Arrow-right Camera
The Spokesman-Review Newspaper
Spokane, Washington  Est. May 19, 1883

Study: Walking may be hazardous

John Valenti Newsday

What is the deadliest mode of transportation in the United States?

If you said trains, planes or cars, guess what? You’d be wrong. The answer: walking.

The Surface Transportation Policy Project, a national transportation reform coalition based in Washington, D.C., this week released the results of its latest two-year study of pedestrian safety in the United States – a report called “Mean Streets 2004.”

The coalition said walking is “by far” the most dangerous mode of travel per mile in the United States. The fatality rate for public transit is 0.75 deaths per 100 million miles, while the rate is 1.3 in passenger cars and trucks, 7.3 on commercial airliners – and 20.1 for pedestrians.

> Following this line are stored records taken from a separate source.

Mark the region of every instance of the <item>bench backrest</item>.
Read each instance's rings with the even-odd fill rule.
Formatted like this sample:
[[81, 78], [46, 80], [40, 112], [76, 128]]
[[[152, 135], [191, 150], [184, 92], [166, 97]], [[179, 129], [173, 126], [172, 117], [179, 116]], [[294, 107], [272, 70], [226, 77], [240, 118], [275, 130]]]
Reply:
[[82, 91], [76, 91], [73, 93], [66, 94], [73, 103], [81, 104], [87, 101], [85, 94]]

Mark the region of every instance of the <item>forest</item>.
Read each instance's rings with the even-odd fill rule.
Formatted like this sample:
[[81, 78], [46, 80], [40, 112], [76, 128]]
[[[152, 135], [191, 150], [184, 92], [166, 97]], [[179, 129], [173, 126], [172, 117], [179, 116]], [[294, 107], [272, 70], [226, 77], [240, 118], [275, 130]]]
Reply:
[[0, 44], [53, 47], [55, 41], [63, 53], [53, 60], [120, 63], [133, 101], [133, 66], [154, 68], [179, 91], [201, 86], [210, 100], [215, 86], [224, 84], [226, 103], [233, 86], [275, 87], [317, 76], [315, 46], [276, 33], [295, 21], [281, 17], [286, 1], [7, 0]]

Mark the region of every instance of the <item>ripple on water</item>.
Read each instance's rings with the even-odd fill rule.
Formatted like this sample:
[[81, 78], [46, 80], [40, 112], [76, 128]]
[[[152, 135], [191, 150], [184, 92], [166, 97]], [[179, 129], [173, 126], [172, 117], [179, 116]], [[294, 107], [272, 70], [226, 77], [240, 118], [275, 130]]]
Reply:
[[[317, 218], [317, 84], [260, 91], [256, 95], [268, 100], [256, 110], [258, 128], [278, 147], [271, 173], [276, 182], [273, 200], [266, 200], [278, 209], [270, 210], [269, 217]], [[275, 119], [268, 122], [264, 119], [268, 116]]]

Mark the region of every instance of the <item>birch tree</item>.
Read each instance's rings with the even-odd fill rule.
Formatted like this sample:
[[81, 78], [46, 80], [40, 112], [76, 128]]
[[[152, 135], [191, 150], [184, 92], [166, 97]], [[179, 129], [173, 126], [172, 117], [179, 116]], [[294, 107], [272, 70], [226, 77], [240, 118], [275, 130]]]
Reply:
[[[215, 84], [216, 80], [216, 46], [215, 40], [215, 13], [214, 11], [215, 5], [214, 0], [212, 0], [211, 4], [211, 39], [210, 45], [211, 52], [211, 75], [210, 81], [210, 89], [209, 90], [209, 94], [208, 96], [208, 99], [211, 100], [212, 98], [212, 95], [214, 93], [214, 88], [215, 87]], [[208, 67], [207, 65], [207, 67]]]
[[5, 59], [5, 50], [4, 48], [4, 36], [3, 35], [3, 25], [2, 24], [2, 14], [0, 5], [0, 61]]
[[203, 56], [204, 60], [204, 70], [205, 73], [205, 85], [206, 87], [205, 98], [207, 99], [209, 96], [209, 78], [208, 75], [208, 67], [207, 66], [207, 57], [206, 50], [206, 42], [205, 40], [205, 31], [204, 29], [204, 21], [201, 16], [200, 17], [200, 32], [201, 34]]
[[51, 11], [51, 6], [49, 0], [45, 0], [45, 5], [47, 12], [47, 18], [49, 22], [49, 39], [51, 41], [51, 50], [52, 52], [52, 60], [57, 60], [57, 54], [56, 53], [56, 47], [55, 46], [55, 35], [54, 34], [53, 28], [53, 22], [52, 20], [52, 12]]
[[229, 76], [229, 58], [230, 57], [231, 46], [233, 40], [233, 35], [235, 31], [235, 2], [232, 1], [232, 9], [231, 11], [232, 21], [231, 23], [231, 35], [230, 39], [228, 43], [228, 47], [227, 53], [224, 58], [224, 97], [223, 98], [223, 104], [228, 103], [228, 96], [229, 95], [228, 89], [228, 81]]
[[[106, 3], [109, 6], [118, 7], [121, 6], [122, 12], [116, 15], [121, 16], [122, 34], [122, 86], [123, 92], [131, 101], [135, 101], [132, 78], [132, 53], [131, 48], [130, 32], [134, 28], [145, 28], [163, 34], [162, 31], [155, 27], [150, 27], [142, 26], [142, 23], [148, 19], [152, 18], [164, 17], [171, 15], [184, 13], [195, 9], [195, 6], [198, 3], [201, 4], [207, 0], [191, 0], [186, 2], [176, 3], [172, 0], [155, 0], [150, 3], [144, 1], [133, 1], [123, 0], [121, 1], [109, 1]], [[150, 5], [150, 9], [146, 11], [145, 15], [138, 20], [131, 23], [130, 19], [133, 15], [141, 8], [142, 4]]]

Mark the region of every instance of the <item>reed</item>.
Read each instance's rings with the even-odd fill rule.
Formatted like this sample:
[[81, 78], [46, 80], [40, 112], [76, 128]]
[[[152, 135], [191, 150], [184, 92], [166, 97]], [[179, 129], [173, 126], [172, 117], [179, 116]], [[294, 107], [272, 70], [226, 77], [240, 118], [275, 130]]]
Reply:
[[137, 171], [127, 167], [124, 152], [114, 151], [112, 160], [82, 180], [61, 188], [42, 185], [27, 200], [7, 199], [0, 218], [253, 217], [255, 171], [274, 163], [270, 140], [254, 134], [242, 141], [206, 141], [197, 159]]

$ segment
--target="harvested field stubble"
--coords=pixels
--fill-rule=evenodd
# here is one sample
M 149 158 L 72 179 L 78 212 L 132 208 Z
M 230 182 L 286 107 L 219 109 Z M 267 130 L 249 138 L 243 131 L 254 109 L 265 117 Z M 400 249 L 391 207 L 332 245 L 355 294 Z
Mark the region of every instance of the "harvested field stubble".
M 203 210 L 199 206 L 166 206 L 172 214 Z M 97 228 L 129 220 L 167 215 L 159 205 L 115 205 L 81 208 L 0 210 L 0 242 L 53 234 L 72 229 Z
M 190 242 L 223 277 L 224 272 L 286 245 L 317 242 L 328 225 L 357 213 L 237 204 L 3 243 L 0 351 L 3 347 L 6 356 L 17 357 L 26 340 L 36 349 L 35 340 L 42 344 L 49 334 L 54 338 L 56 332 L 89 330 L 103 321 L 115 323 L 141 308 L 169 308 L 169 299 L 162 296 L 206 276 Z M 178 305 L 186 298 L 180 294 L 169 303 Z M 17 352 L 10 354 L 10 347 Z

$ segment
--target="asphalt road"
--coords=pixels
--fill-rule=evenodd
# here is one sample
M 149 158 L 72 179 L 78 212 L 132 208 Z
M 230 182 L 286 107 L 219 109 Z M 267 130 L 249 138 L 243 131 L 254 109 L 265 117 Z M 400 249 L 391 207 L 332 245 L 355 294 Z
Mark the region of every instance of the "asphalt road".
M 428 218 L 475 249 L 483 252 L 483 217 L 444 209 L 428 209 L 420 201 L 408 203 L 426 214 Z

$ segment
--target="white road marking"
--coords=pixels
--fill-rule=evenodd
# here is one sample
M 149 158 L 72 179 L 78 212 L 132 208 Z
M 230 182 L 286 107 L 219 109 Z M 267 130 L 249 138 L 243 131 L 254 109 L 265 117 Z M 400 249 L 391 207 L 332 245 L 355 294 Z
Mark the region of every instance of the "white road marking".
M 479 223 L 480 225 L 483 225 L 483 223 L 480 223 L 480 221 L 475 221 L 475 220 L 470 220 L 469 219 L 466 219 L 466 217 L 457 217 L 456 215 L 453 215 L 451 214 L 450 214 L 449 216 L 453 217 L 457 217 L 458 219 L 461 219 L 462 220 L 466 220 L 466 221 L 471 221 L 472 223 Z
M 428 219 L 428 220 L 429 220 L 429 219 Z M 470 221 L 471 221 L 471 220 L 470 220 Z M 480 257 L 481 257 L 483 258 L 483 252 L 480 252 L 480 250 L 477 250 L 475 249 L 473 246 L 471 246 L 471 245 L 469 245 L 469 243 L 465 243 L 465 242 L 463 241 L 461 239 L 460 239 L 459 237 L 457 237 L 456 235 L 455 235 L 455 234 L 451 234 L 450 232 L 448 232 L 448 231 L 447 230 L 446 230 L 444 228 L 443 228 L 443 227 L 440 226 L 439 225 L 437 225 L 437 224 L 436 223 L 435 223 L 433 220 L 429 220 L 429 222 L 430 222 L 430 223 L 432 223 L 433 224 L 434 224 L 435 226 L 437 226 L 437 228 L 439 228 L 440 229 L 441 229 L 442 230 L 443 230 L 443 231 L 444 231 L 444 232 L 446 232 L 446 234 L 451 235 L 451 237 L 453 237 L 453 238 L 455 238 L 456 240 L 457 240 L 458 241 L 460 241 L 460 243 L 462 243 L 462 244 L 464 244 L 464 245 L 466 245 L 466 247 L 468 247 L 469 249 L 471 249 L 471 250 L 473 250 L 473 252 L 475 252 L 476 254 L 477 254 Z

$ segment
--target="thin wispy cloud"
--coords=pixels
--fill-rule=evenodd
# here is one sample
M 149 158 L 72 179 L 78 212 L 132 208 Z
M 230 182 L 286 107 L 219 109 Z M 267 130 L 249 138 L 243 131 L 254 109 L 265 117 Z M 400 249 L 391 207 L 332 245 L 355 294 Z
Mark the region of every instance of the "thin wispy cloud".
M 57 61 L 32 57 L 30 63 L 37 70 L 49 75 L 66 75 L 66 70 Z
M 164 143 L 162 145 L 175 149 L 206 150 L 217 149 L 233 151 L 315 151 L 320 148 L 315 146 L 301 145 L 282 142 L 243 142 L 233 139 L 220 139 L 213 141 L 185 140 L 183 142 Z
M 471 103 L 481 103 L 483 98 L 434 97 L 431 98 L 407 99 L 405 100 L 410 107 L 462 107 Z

The rankings are based on what the Surface Transportation Policy Project calls a “Pedestrian Danger Index.” It is determined based on the number of annual pedestrian fatalities per 100,000, as well as the percent of the population that commutes by walking.

Florida cities Orlando, Tampa-St. Petersburg, West Palm Beach and Miami and Memphis, Tenn., ranked as the five deadliest metro areas for pedestrians. Cincinnati, New York-New Jersey-Long Island, Cleveland-Akron, Pittsburgh and the greater metropolitan Boston area were the five safest areas with populations of more than 1 million.

The study also found that minorities – specifically blacks and Hispanics – were likely to die at a rate disproportionately higher than other pedestrians, though it cited no cause. According to the study, blacks accounted for 18.5 percent of all pedestrian deaths nationally though they represent 12.7 percent of the population, while Hispanics accounted for 16 percent of all pedestrians killed and represent 13.5 percent of the population.

There were 4,919 pedestrian deaths in the United States in 2002 and 4,827 pedestrian deaths in 2003, according to the report.

The study, now in its fifth edition, found that while the raw number of pedestrian fatalities has decreased between 1994 and 2003, the number is misleading – because fewer people are walking now than they were in 1994. The percent of commuters who walk declined 24.9 percent between 1990 and 2000, according to the U.S. Census.